Once you have solved your stress disorder problem, the question becomes, “What must I do to keep my problem from coming back?” The answer is that you must do whatever it takes to maintain the balance between your sympathetic and your parasympathetic nervous systems and whatever it takes to continue to hold your body in a relaxed fashion rather than in a tense fashion.
On the basis of my experience I recommend that you continue to practice Autogenic Training at least once a day for twenty minutes or so. We don't really know how long your stress disorder would stay away after you stopped practicing because the research has not yet been done to test the various possibilities. It might be a year, or it might be much less.
We do know that old habits die hard. They are just waiting in the wings, eager to return as soon as they get the chance! It is a good idea not to give them an opportunity to return by continuing to do your practice at least once a day. I would hope that you enjoy doing Autogenic Training so much that you will want to continue practicing it indefinitely.
One thing to remember is that if you don't do your practice at all for as long as two weeks, you might lose the ability to put yourself into an autogenic state quickly. In that case, you would have to start at the beginning with Lesson 1 again.
The other thing which I recommend that you do is practice the Minis to promote constant awareness and control of how you are holding your body. (The Minis are described under Relaxation Therapy.) The Minis eventually become a matter of just checking your tongue, jaw, shoulders, and breathing occasionally to make sure that they are relaxed. It would be a good idea to also do a Mini #2 frequently. This involves simply checking your tongue, jaw, shoulders, and breathing to make sure that they are relaxed and then briefly watching your body breathe by itself—calm, regular, effortless, and automatic.
In addition to trying to be constantly aware of how you are holding your tongue and jaw, it is a good idea to pay special attention to how you are holding your shoulders.
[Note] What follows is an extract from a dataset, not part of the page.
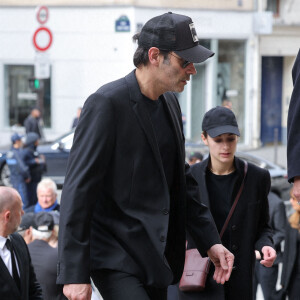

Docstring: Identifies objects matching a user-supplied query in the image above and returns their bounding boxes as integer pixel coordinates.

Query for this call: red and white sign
[33,27,53,51]
[36,6,49,25]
Most of us tend to carry them high instead of low. They need to be low so that the shoulder muscle, which also extends up into the neck, can relax. We need to promote a feeling of heaviness in the shoulders. We can even say to ourselves occasionally, “My shoulders are heavy.” One thing to be careful about is chair arms. If you are tall, the arms on chairs probably fit you. But if you are not tall, the chair arms are probably too high for you. If you find that resting your arms on the chair arms raises your shoulders, tempting you to hunch them and hence tense them, it is best not to use the chair arms at all.
Now we come to the end of the course. I hope that you have enjoyed learning and practicing Autogenic Training and the Minis. Most of all I hope that they have made a valuable contribution to your health and pleasure in life. In conclusion I would like to wish you many calm and happy years ahead.